Trustees' potential reasoning for setting certain contribution rates is discussed in further detail below.

See note 4, supra.

The second major flaw in Plaintiffs' standing argument, whether considered as a problem of attribution or redressability, is encapsulated by Plaintiffs' assertion that "there would not be the same reason to raise health costs for members if the Fund had millions more in it from employers." (Opp. to Curly Mot. at 7:12-14.) Plaintiffs' statement reflects the mistaken assumption that an increase in Fund assets necessarily correlates to a decrease in employee contribution rates, while at the same time implicitly acknowledging that those rates are not the product of some lockstep formula, but rather are set for a particular reason.

As discussed below, the parties disagree as to how employee rates are set.

"There is no redressability, and thus no standing, where . . . any prospective benefits depend on an independent actor who retains broad and legitimate discretion the courts cannot presume either to control or to predict." Glanton, 465 F.3d at 1125. Defendants Curly and Bensi argue that plan members' individual contribution rates are set by collective bargaining, not by the Trustee Defendants. The version of the CBAs effective through October 2011 set forth a total contribution rate and specified the precise dollar figure for which employers were responsible as well as the precise figure for which employees were responsible. (Curly Decl., Ex. 1 at 26.) The current version of the CBAs is less precise, stating that employers shall pay a delineated "portion" of an unspecified health and welfare benefits premium, and that "if the Employers portion . . . is not sufficient to meet the total premium . . . then the additional amount shall be deducted from the Employees' wages . . . ." (Curly Decl., Ex. 2 at 61.)

The prior CBA states, "It is understood that the present contribution rate is a total of six hundred and forty-six dollars and nine cents per month . . . . The Employer shall contribute five hundred and ninety dollars and sixty cents per month, and the employee will contribute fifty-five dollars and forty-nine cents per month." (Curly Decl., Ex. 1 at 26 (parentheticals omitted).)

Plaintiffs, seeking to distinguish Glanton, argue that the current CBA only specifies what the employer must pay, and is silent as to employee rates. Thus, Plaintiffs, argue, their contribution rates are not set by some entity or process beyond the Trustee Defendants', or the court's, control. This interpretation of the CBA is not persuasive. Although Plaintiffs are correct that the current CBA does not specifically state a dollar amount for which employees are responsible, it does provide that employees are responsible for the residual amount of the total premium that remains after the Employers have paid their share. It is difficult to see how this employee contribution, albeit an unspecified and potentially fluctuating one, is not the product of collective bargaining rather than the Trustee Defendants' actions.

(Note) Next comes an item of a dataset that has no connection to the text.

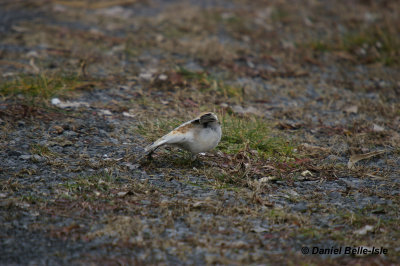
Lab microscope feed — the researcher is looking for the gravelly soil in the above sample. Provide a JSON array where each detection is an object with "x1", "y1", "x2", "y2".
[{"x1": 0, "y1": 0, "x2": 400, "y2": 265}]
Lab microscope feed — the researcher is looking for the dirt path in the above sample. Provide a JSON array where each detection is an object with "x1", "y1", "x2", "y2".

In addition, although Plaintiffs argue that "Defendants and their fellow trustees make the relevant decisions about total premiums (and, thus, union member contributions)[,]" there is no such allegation in the FAC. Even if Plaintiffs had alleged that the Trustee Defendants independently set Plaintiffs' contribution rates, the injury alleged here is not likely redressable by a decision in this case. First, Trustees take many factors into account when determining contribution rates. Even if Plaintiffs were successful here and were to recover additional assets on behalf of the Health and Welfare Fund, it is not clear, let alone likely, that the Trustees would opt to reduce employee payments rather than shore up a fund that, in Plaintiffs' own words, is in "poor financial condition."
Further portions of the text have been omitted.